The average price of regular fuel fell to $3.54 on June 29, according to AAA, the nation’s biggest motoring organization, from $3.99 on May 4, the highest since July 2008.
Inflation Outlook
Consumers in today’s confidence report said they expect an inflation rate of 3.8% over the next 12 months, compared with 4.1% in the prior survey.
Over the next five years, the figures tracked by Federal Reserve policy makers, Americans expected a 3.0% rate of inflation, compared with 2.9% the previous month.
Church & Dwight Co., the maker of household products including Arm & Hammer baking soda, is among companies concerned about the outlook for household demand.

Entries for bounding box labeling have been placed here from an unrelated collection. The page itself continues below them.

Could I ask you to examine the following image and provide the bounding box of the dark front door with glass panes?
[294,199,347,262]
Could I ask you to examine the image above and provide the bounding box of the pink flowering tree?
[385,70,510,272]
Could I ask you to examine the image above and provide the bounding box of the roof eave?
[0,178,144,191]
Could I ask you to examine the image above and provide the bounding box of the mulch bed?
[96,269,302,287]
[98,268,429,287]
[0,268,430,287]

“I’m really worried about the back half of this year as far as consumer spending power” goes, James Craigie, chairman and chief executive officer of the Princeton, New Jersey-based company, said on a conference call with investors on June 29. “Unemployment is creeping back up,” and budget constraints on state and local governments “means more job cuts.”
Jobless Claims
More Americans than forecast filed applications for unemployment benefits last week, indicating little progress in the job market, Labor Department figures showed yesterday. A separate report earlier last month showed payrolls grew in May by the least since September and the jobless rate climbed to 9.1%. The June employment data are due next week.
Federal Reserve officials have retained record monetary stimulus to help the economy withstand what they consider a “temporary” slowdown in growth.
“The economic recovery is continuing at a moderate pace, though somewhat more slowly” than policy makers expected, the Fed said in a June 22 statement. That “reflects in part factors that are likely to be temporary.”